Por Miguel do Rosário

06 de novembro de 2011 : 10h07

Matéria publicada hoje na Folha deve causar um leve fremir de penas no tucanato paulista. Os dados relativos à liberação de emendas pelo governo do estado foram tornados públicos pela primeira vez anteontem, por decisão de Alkcmin, na esteira do escândalo iniciado com declarações do deputado Roque Barbiere, segundo o qual, seus colegas negociariam emendas com empreiteiras. Barbiere não revelou nomes e o caso foi abafado. A grande imprensa também não parece muito entusiasmada em investigar.

O mais incrível é o crescimento dos montantes liberados pelo governo estadual durante a gestão Serra. Em 2007, foram somente R$ 14,7 milhões, saltando para R$ 137,4 milhões em 2008, e para R$ 257 milhões em 2010.

No entanto, é preciso esclarecer o leitor que não há nada, em teoria, de errado em liberar emendas para os parlamentares; em tese, também, quanto mais dinheiro melhor, desde que as emendas sejam aplicadas corretamente e em obras necessárias. O problema é que abundam, em São Paulo, denúncias de corrupção em torno destas emendas. Bruno Covas, um dos pré-candidatos tucanos à prefeitura paulista, cometeu a indiscrição de afirmar que havia recebido proposta de suborno de uma empresa; depois tergiversou e disse que aventara apenas uma situação hipotética, e sumiu da mídia, praticamente se descredenciando para as eleições municipais do ano que vem.

O eixo mais importante da matéria, no entanto, não é a corrupção, e sim a descarada preferência partidária (e portanto, antirrepublicana) dos governos tucanos. A realidade mais uma vez mostra que o “aparelhamento” do Estado e a política “companheira” não é exclusividade do PT. A matéria, contudo, sequer tem chamada na capa, e figura somente na página A10.

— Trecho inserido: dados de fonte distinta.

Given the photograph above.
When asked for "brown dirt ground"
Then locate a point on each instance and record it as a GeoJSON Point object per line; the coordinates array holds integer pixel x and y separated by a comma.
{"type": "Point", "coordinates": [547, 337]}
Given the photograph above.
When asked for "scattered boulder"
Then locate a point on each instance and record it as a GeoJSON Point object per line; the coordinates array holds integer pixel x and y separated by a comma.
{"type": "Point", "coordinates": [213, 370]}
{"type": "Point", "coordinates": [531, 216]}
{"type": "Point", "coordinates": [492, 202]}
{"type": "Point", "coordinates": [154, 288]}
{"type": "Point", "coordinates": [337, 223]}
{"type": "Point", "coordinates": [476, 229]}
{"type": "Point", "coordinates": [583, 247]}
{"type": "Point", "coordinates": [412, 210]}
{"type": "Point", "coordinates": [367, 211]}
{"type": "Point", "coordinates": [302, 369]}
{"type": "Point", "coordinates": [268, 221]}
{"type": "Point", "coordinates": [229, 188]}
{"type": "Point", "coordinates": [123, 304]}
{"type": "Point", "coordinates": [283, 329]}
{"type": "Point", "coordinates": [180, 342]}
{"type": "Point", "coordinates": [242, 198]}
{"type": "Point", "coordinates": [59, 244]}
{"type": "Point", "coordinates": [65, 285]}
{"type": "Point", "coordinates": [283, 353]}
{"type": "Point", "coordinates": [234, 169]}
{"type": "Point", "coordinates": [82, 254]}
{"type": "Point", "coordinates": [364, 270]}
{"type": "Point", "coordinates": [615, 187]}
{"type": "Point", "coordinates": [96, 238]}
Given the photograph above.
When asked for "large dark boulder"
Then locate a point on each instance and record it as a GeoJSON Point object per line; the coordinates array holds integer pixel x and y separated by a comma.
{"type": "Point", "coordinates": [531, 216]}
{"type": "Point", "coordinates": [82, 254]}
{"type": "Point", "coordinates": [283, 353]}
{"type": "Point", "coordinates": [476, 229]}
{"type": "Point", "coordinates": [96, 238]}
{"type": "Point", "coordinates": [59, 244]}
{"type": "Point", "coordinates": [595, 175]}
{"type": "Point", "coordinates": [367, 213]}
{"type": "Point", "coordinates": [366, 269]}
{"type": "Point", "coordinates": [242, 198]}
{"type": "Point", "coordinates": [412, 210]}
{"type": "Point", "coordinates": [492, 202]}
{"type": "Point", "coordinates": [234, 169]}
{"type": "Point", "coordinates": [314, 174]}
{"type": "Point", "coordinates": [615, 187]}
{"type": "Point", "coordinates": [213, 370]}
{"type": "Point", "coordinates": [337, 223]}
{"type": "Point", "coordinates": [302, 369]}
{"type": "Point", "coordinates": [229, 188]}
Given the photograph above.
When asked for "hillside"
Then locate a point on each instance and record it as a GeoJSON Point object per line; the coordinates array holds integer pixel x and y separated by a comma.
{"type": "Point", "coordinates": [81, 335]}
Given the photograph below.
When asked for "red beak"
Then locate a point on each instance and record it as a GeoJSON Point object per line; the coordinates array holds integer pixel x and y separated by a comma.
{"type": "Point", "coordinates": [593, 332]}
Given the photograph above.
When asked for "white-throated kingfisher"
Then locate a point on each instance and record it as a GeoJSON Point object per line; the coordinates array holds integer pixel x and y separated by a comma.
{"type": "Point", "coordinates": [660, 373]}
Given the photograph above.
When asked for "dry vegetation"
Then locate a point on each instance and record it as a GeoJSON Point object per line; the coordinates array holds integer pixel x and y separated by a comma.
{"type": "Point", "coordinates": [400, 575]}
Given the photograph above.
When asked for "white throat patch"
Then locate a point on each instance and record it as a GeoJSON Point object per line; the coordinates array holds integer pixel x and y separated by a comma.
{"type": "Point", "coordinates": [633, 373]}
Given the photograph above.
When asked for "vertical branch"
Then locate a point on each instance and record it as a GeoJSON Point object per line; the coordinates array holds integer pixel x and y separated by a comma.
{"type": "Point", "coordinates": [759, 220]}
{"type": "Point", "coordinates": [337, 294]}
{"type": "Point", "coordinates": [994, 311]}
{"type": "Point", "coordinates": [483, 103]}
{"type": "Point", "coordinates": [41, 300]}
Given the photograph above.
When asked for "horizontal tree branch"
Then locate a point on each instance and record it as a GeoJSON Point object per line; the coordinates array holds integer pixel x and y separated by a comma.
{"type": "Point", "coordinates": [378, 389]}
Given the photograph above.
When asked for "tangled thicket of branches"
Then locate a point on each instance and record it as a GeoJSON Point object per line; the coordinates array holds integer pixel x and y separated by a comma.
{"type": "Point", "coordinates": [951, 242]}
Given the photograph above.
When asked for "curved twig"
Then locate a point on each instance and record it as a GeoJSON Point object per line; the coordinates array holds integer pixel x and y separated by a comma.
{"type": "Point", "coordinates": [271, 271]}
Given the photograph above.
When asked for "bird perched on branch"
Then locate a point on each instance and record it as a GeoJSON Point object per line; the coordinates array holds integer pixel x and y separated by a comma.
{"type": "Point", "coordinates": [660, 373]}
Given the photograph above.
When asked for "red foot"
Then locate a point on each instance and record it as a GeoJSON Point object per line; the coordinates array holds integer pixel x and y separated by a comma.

O caso poderia ter mais repercussão se o PT paulista fosse um pouco mais atuante. Não é o caso. Ao contrário, PT paulista apoiou, inexplicavelmente, a reeleição de Barros Munhoz (campeão das emendas), ao cargo de presidente da Assembléia Legislativa do estado.

Miguel do Rosário

Miguel do Rosário é jornalista e editor do blog O Cafezinho. Nasceu em 1975, no Rio de Janeiro, onde vive e trabalha até hoje.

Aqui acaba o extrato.